Bluesky Needs to Burst Its American Bubble

(Bloomberg Opinion) — X, formerly Twitter, continues to find new ways to get worse since being taken over by the world’s richest man. And that was before it started doubling up as a generator of non-consensual AI porn, some of which featured children, earlier this year.
But even all this could not take away its role in global discourse. It’s been a long time since I left the link, but despite efforts to switch to one of its most hyped competitors, Bluesky Social, I still find myself scrolling.
In my opinion, the failure of the platform is that it still has not achieved the X international reach inherited from Twitter. When global news breaks, such as the US and Israel starting a war with Iran, X still hosts the largest real-time audio community. A professor of security and diplomacy recently put it this way: “Nobody likes to hear that the Nazi Bar serves better drinks, but if you want to cover the hard security aspects of war professionally, Bluesky isn’t enough.” And this is not just during the crisis. Even for casually tracking tech trends that have nothing to do with US political melodrama from Bengaluru to Tokyo, the X remains frustratingly useful.

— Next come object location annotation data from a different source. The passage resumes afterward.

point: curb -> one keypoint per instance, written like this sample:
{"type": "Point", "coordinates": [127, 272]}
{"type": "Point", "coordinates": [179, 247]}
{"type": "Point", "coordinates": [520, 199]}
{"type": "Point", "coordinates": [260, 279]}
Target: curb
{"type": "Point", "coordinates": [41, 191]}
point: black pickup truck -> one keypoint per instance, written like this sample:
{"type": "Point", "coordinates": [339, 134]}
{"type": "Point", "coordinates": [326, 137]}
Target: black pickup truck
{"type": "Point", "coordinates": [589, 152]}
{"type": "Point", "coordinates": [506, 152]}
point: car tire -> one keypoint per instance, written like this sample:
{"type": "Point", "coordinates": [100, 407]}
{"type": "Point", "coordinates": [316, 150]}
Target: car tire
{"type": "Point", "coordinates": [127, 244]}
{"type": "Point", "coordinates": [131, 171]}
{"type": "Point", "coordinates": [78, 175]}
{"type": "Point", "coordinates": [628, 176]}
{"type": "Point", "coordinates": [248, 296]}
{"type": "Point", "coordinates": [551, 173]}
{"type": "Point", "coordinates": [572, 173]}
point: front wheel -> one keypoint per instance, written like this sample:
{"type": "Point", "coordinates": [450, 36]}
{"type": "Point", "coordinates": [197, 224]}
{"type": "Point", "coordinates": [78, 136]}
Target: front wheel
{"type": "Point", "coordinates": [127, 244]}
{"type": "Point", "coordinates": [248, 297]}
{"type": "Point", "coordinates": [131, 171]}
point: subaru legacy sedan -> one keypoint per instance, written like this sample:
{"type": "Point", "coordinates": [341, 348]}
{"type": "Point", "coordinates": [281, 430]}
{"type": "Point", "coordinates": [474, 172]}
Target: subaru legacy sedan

Many argue that Bluesky’s biggest limitation is ideological, that it has become a liberal echo chamber. But the biggest thing holding it back is not that it’s a progressive bubble, it’s that it’s an American bubble.
According to Sensor Tower, nearly half (47%) of Bluesky’s daily active app users come from the US, while only 15% of Xs come from the US. That’s on top of a much smaller base: The market intelligence firm estimates X has 31 million mobile app DAUs in the U.S., while startups have 2 million.
But Chief Operating Officer Rose Wang told me it’s a misunderstanding to think of it as just a mobile app. What makes it different is its protocol technology that allows people to form different networks like Blacksky, a social community created by people who were previously active on Black Twitter. Wang says around 6,000 apps have been created in their ecosystem. He said Bluesky has 43 million global users, an impressive achievement for a platform that is just two years old and employs about 40 people. Wang notes that it took Twitter “three to four years” at the time to reach that scale.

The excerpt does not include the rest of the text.